Weird things are happening with - and as a result of - his art work.Huff's painting ``Yesterday, Today and Tomorrow' is the featured work for the 1997 African American Arts Festival. It appears on posters and brochures for the two-month celebration sponsored by the United Arts Council of Greensboro.
But for Huff, an Atlanta native and Winston-Salem resident, the painting's selection has an even deeper meaning.
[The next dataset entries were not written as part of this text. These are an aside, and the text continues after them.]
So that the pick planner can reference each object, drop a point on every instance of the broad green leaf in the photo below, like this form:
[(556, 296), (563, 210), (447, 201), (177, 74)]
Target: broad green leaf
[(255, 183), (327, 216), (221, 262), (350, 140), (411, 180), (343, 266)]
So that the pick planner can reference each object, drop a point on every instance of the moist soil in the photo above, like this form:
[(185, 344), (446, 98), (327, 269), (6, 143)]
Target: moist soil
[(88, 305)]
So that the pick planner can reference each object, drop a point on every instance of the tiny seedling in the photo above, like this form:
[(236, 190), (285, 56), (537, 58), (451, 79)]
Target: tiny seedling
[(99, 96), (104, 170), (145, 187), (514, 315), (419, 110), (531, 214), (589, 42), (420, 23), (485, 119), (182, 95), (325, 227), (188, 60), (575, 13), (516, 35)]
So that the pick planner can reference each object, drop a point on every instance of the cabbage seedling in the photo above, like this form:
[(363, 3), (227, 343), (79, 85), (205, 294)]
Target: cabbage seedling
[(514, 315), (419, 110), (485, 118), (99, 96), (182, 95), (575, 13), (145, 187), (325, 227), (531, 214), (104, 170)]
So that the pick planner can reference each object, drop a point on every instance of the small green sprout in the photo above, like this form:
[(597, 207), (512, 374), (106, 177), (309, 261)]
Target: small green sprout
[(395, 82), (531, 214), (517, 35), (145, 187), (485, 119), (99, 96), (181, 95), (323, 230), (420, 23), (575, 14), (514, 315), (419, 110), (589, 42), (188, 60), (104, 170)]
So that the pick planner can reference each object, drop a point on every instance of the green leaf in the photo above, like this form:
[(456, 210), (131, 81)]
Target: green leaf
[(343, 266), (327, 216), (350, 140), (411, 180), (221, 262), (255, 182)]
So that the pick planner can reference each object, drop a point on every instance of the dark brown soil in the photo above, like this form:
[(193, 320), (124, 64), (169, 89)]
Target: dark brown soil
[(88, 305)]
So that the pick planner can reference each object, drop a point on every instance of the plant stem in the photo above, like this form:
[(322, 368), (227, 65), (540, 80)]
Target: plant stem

It was the only work he ever painted in Greensboro, done at UNCG almost 20 years ago when he was a master of fine arts student.
And now it comes back to the city of its creation as a symbol of African American pride, celebration and hope.
``Of all the pieces that I entered in this competition, the only one that I completed in Greensboro was the one that they chose for the festival,' Huff says from his Winston-Salem studio. ``Things like that are starting to happen now, those kind of 'oooo' incidents.'
There have been a few others.
``Yesterday, Today and Tomorrow' is one of the few paintings by an African American artistincluded in the permanent collection of the N.C. Museum of Art. The painting was selected in 1979 as the first-place winner in the museum's annual art competition; it won over about 2,500 other works.
``It was the very last piece entered in that competition on the very last day,' Huff says. ``You had to be there by 6 p.m., and I got there at 5:59 p.m. Then the last one ended up being the one that won.'
It was a heady accomplishment for Huff, who would go on to become only the fifth African American artist (there are now 12) with work in the museum's collection. But as Huff saw it, he had not fully arrived and would not until other black and minority artists were better represented.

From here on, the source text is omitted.